Judge sides with Louisville in 'Google Fiber' utility pole case
A federal judge has dismissed AT&T’s lawsuit against Louisville Metro government over a local utility pole law aimed at clearing the way for new broadband providers like Google Fiber.
LOUISVILLE, Ky. (WDRB) -- A federal judge has dismissed AT&T’s lawsuit against Louisville Metro Government over a local utility pole law aimed at clearing the way for new broadband providers like Google Fiber.
Judge David J. Hale of U.S. District Court in Louisville signed the order on Thursday, according to court records.
The Louisville Metro Council adopted the so-called “One Touch, Make Ready” ordinance in February 2016 at the behest of Google Fiber.
The law gives new telecommunications providers the ability to rearrange existing providers’ equipment on utility poles, speeding up the deployment of new broadband networks into the community.
The Federal Communications Commission weighed in on Louisville’s side in the closely watched case.
Hale ruled Thursday that the ordinance is within Louisville Metro’s authority to manage its public rights-of-way.
AT&T argued Louisville overstepped its bounds to matters that are the purview of the Kentucky Public Service Commission and the FCC.
AT&T can appeal Hale's order.
"We are currently reviewing the decision and our next steps," AT&T spokesman Joe Burgan said.
Metro Council member Bill Hollander, a sponsor of the ordinance, called it a "common-sense regulation" and Hale's decision "good news for Louisville residents."

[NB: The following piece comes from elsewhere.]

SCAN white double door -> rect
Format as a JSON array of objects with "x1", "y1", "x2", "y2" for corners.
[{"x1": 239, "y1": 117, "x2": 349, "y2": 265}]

Louisville Mayor Greg Fischer is "very pleased with the ruling," a spokesman said.
A spokesperson for Google Fiber said the service has begun construction of its network in Louisville but declined to elaborate. There is no estimate for when it will become available in Louisville.
Google Fiber said in a statement that it hopes other cities and the FCC follow Louisville's lead in adopting "forward-looking" broadband policies.
"Google Fiber is thrilled with the decision confirming Louisville Metro's authority to enact the One Touch Make Ready ordinance. We have long said, and continue to believe, that local governments have the right to determine how to manage their rights of way and create processes that pave the way for broadband choice for their residents," the company said.